La croissance de la taille des stades dégage-t-elle de plus grandes recettes de billetterie, susceptibles de financer ceux-ci ? Le vecteur de recette principal des clubs sont les droits de retransmission télé, apparus en 2000 et 2004, qui s'élèvent à 700 millions et constituent 50 % du budget de beaucoup de clubs. La billetterie en représente 10 à 20 %. Même en l'augmentant, on ne peut espérer qu'elle finance des équipements de 300 millions ou 400 millions.
De plus, remplir un stade plus grand suppose d'offrir un plus beau spectacle et, pour cela, d'aligner des joueurs qui attirent du public par leurs résultats, ce qui a un coût. On le voit bien, en vendant de plus en plus de joueurs, l'Olympique Lyonnais n'est plus le champion qu'il a été.
L'intervention des collectivités territoriales se heurte à la règlementation, voire aux interdictions édictées par la Commission européenne : les aides pour l'Euro 2016, dont le montant est loin d'être négligeable, n'ont toujours pas été validées.

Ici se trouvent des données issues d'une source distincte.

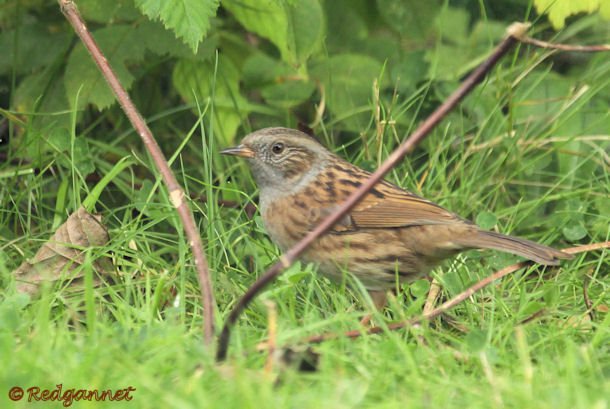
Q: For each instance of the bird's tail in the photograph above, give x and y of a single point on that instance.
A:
(532, 251)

Le plus privé des stades français n'est jamais entièrement privé : il bénéficie de la garantie d'emprunt du conseil général, du soutien de la Caisse des dépôts et consignations, sans parler des équipements périphériques. La légitimité des aides publiques est ici directement mise en cause, car les lois Buffet ont été validées par l'Europe. Le rapport Besson rappelle la corrélation directe entre le poids financier des clubs et la réussite en champions league : aider les clubs les fait rentrer directement dans le champ de la concurrence européenne.
Pourquoi la grande agglomération lyonnaise n'aurait-elle pas un grand stade ? Les 70 à 100 millions de recettes supplémentaires par an ne viendront sûrement pas de la billetterie. Elles sont liées à un ensemble d'opérations sur 50 hectares, dont la cession s'est faite, selon nous - le débat juridique n'est pas clos - à une valeur en dessous du marché, et à des plus-values sur les parcelles revendues. Les clubs de ce niveau ne peuvent réaliser plus de 50 millions de recettes de billetterie par an. Ces clubs sont très riches, mais leur argent, au lieu de mettre de l'huile dans les rouages, met de l'huile sur le feu et entraîne un emballement du prix des joueurs. Par conséquent, nous recommandons un plafond global limitant le nombre de joueurs et la masse salariale par club.